With our big eating holiday behind us, we're ready for some healthy restaurant news. Greenville Avenue will soon welcome a new serve-yourself salad concept. Coppell will be home to a new player in the self-serve frozen-yogurt world. And Lakewood, a neighborhood better known for independently owned restaurants, will soon become the latest location for a well-known healthy-ish restaurant chain.
The diet starts here:
Orange Leaf Frozen Yogurt, a fro-yo chain out of Oklahoma with more than 280 branches around the world, will open a branch at 817 S. MacArthur Blvd. in Coppell. Orange Leaf is one of the fastest-growing self-serve frozen dessert franchises. It's a self-serve, choose-your-own-toppings kind of place with a multitude of delicious, traditional and original flavors along with no sugar-added, gluten-free and dairy-free alternatives, plus the usual toppings bar.
Chipotle Mexican Grill will open its Lakewood area location on December 7, at 2201 Abrams Rd. The new 2,132-square-foot restaurant features indoor and outdoor seating for about 80 guests and will be open daily from 11 am to 10 pm. Expect the signature menu of burritos, tacos, burrito bowls (burritos minus the tortilla) and salads, with meats and vegetarian options such as grilled vegetables, black beans, pinto beans and guacamole, all made fresh several times daily. Chipotle burritos and burrito bowls can be ordered with white or brown rice and topped with mild, medium or hot salsas.
Build-your-own salad restaurant Crisp Salad Company celebrates its grand opening on Lower Greenville on December 4. Guests can opt to build their own or order off the menu from one of the signature salads such as Cobb, kale, curry Waldorf and Thai. There are 70-plus toppings and six dressings: jalapeño ranch, avocado tzatziki, truffle dressing, spicy Thai peanut, cilantro lime, and sweet and smoky chipotle. Crisp Salad will make any salad into a wrap or flatbread, and it will offer soups, artisan bread, gluten-free bread, and mini cupcakes and yogurt parfaits.

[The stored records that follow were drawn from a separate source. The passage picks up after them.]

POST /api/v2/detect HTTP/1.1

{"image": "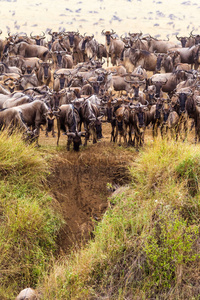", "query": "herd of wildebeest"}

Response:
[0,30,200,151]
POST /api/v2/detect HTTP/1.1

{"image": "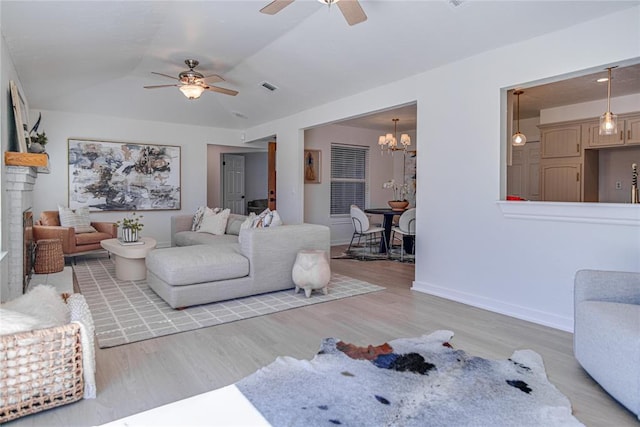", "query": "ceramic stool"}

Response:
[33,239,64,274]
[291,250,331,298]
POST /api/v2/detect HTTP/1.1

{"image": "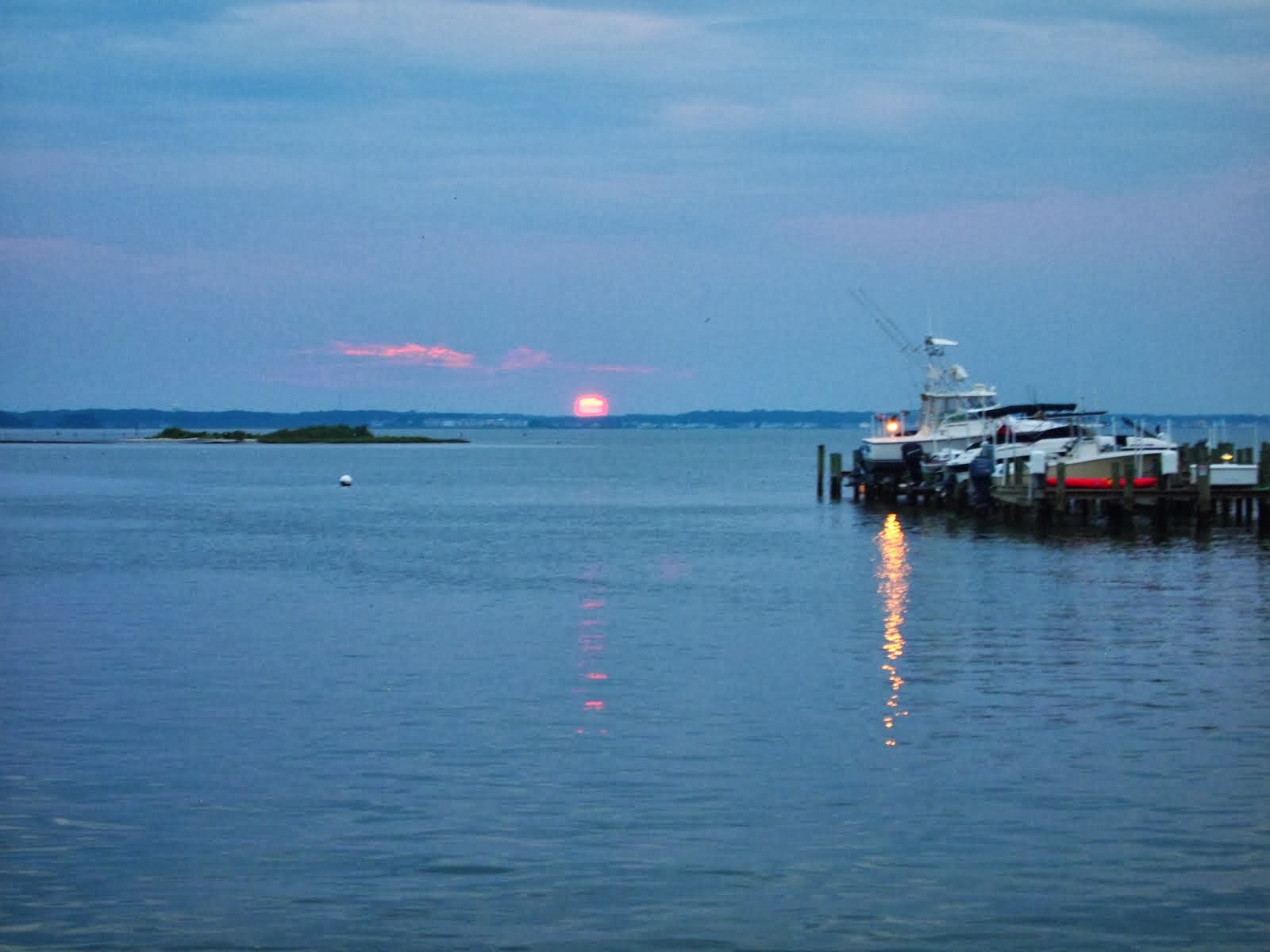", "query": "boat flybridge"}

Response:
[945,410,1177,486]
[860,336,1076,482]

FM Smoke House, the meaty restaurant in Irving owned by Christi and Brian Rudolph of Holy Grail Pub, recently updated its lunch menu, with chicken tacos, pulled pork tacos, brisket and pulled pork sandwiches. New desserts include ice cream and pudding – a croissant and buttermilk biscuit pudding topped with candied pecans, whiskey sauce and pecan porter ice cream.
Pour House Fort Worth has also added new-ish menu items, including cheeseburger salad; sriracha chicken sandwich, which is a deep-fried breaded chicken breast dipped in sriracha sauce and topped with Monterey Jack cheese; 7th Street burger with cream cheese, bacon, jalapeños and red onions; fish and chips; and onion rings.
Second Floor Bistro has a new fall menu with an American contemporary twist. Consider smoked duck confit gordita; Scottish salmon with root vegetable succotash and gold beet purée; pizza with boar and venison sausage, duck confit, red onion and piquillo pepper; filet Daniel with scallop and crab mousse; and smoked chicken atop pumpernickel stuffing, with broccoli and cranberry sauce. New desserts include pumpkin cheesecake pops and pear cobbler.
Salum and Komali, the two Uptown restaurants owned by chef Abraham Salum, have a new executive chef: Ian Tate. He was formerly with the Four Seasons Hotel in Washington, D.C. He previously helped open Brownstone in Fort Worth, Rathbun's Blue Plate Kitchen and Slow Bone. He also is a former executive chef of Nova.